---
title: "RFC: hub recall API"
url: https://mdfy.app/OGySiVoO
updated: 2026-05-14T18:15:49.480Z
source: "mdfy.app"
---
# RFC: hub recall API

> Status: shipped.

## The endpoint

`POST mdfy.app/api/hub/{slug}/recall`

Body:

```json
{
  "question": "How does cross-AI memory work?",
  "k": 10,
  "level": "doc",
  "rerank": true
}
```

Returns the top-k matching chunks (or docs), ranked.

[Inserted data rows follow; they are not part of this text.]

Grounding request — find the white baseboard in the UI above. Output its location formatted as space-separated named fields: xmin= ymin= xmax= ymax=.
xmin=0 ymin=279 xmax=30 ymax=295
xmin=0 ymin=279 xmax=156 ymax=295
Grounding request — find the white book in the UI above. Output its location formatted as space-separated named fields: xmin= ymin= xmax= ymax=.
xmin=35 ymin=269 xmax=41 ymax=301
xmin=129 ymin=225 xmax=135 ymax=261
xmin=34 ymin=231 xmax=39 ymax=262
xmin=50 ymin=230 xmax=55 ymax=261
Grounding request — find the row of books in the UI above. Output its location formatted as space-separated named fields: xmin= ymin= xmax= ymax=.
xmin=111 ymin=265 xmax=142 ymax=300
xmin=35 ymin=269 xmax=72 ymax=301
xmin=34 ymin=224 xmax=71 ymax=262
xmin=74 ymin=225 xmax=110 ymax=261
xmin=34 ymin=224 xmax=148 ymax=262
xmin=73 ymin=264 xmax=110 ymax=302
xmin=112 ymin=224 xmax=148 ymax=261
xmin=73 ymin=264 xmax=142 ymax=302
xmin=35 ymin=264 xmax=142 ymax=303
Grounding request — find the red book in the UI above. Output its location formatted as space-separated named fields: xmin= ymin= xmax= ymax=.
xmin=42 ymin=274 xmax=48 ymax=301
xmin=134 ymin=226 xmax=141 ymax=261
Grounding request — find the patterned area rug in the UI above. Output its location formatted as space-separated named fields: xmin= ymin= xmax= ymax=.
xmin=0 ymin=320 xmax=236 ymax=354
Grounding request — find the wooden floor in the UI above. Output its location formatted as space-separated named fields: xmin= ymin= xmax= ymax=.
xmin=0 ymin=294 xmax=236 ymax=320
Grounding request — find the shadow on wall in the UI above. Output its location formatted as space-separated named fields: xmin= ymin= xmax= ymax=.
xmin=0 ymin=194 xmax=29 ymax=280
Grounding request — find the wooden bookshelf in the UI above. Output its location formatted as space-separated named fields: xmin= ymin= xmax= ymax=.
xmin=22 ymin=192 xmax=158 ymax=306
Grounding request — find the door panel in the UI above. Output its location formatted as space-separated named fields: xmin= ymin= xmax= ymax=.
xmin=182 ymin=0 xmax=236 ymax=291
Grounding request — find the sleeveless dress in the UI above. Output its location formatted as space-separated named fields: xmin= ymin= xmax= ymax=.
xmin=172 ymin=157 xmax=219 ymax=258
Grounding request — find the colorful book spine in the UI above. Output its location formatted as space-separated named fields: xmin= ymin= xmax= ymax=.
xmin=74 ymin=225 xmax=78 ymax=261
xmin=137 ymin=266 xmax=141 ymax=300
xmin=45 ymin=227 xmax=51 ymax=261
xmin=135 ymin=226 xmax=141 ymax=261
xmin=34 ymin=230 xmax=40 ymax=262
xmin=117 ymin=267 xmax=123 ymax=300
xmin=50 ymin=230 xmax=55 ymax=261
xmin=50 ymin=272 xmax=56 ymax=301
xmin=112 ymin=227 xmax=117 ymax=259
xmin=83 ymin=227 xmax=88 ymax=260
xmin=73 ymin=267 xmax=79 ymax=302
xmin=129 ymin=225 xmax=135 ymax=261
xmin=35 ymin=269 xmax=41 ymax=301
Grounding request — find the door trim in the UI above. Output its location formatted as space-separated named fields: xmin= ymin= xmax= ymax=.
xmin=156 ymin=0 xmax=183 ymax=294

## How the recall actually works

1. **Embedding lookup.** Embed the question with `text-embedding-3-small` (1536 dim).
2. **Hybrid retrieval.** Run two queries in parallel against the user's hub:
   - **Vector.** pgvector cosine match against `documents.embedding` (HNSW index, `ef_search = 40`).
   - **Lexical.** Postgres `to_tsvector` full-text search against `documents.fts`.
3. **Union + de-dup.** Concatenate the top 30 from each, de-dup by doc id. ~30-50 unique candidates.
4. **Reranker (optional).** If `rerank: true`, send the candidates + the question to Anthropic Haiku, which scores each match. Re-sort by Haiku's score, take top-k.
5. **Return.** Each result includes: doc id, doc title, doc URL, the matched chunk text, the rank score, and the source (vector / lexical / both).

## What's tunable

- `k` — number of results to return. 1-20.
- `level` — `"doc"` returns whole docs; `"chunk"` returns specific passages (chunks are pre-computed at ~500 tokens each).
- `rerank` — boolean. Default true. Costs ~300ms p95. False for speed-first paths.
- `min_score` — discard results below a cosine threshold. Useful for "don't return anything if nothing matches."

## Auth

The endpoint is publicly callable for public hubs. For restricted/private hubs, the caller has to be the owner OR have an MCP-signed token. Anonymous calls to a private hub return 401.

## What it doesn't do

- **Multi-hop reasoning.** No "fetch this, then fetch what it links to, then aggregate." That's a higher-level construct that lives in the caller's loop.
- **Live recomputation of embeddings.** We embed at write time; recall reads from the existing vectors. Staleness is bounded by the longest delay between a doc edit and the embedding-refresh job (currently 30s).
- **Graph traversal.** Recall is flat over chunks. The graph relationships are at the concept level, accessible separately via the concept index.

## What's next

- **Per-hub recall caching.** Common queries against a public hub should be cacheable for ~60s.
- **Streaming results.** Today the response waits for the reranker to finish. We could stream the union results as they arrive and replace them as the reranker scores them. Tradeoff: more complex client code.
- **Configurable embedding model.** Currently hardcoded to OpenAI ada-3-small. Worth exposing if we ever support a non-OpenAI default.